The Dress

The Dress - By Sophie Nicholls



Prologue



It all began with a dress.

‘As so many things do, tesora,’ I can hear Mamma saying now in her rich, slow voice, stirring sugar into her cup. ‘As so many things do…’

It was a simple dress, a slip of oyster-coloured silk, made to fall over the body like a sigh of pleasure. On the morning that it appeared in the window of our shop on Grape Lane, I stood in my bedroom window, watching the women stopping to admire it in the street outside, some of them setting down their bags of groceries, folding their arms over their bosoms, cocking their heads to one side, imagining themselves into the swish of its silk, which Mamma had accessorised with a single strand of pearls, looped over the mannequin’s fingers.

The story that I’m about to tell you is not so simple. It has complicated seams and concealed fastenings. It has deep pockets and interfacings that won’t sit quite true.
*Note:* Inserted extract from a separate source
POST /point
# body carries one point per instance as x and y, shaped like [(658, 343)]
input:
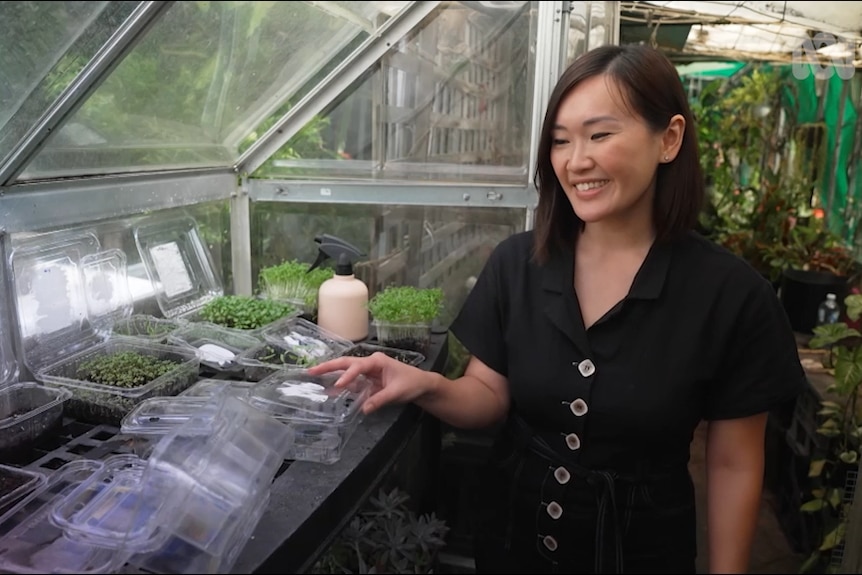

I’ll shape it for you here, as Mamma taught me to do, rolling the hem between my fingers, teasing the stray threads with the lightest touch I can manage.

You’ll have to forgive me if at times I’m clumsier than I ought to be. Mamma didn’t believe in following a pattern. She taught me to trust the fabric itself, letting the texture and colour of it find its own form on the cutting table. If I asked her what to do next, she’d smile and tell me to close my eyes while she brushed the edge of a half-made sleeve or the fold of a skirt across my cheek.

‘What do you feel, carina?’ she’d say, ‘What do you feel, deep inside you? What does this fabric already know? What does it want to be?’

I wish I had the family gift, the gift of Mamma and Madaar-Bozorg and their mothers and grandmothers before them. Back in The Old Country, they used to say that the Jobrani women could divine a dress from the fragrance of the wind or the memory of the sun on the sea.

Mamma lives in America now, her America, the New Country of possibility that she always longed for. Without her, I’m learning to be my own diviner but I don’t have her knack. I’ll piece this together for you as best I can from everything that I remember, the things I’ve guessed at and the things that, no doubt, I’ve added in myself as I’ve told and retold this story over the years.

Some of it’s difficult to work with. It slips through my fingers like fine jersey or rucks up under my needle like brocade. But some of it, when I smooth it on my lap, is as light and easy as gingham, with straight lines that my thread can follow as I attach one story to another, one word to another. And that’s how I’ll make this beginning.

Now that I’m so much older and a mother myself, I can see that what I’m making here – my story, the story of Mamma and me - is a story that belongs to all of us, if it belongs to anyone.

You only need to stop for a moment, lift your arms over your head – there, that’s right, just like that – and allow the rustle of it, the soft gatherings of it, to settle over your body, just so.

And now it’s your story, yours to make and remake again, in your way, until it’s perfect.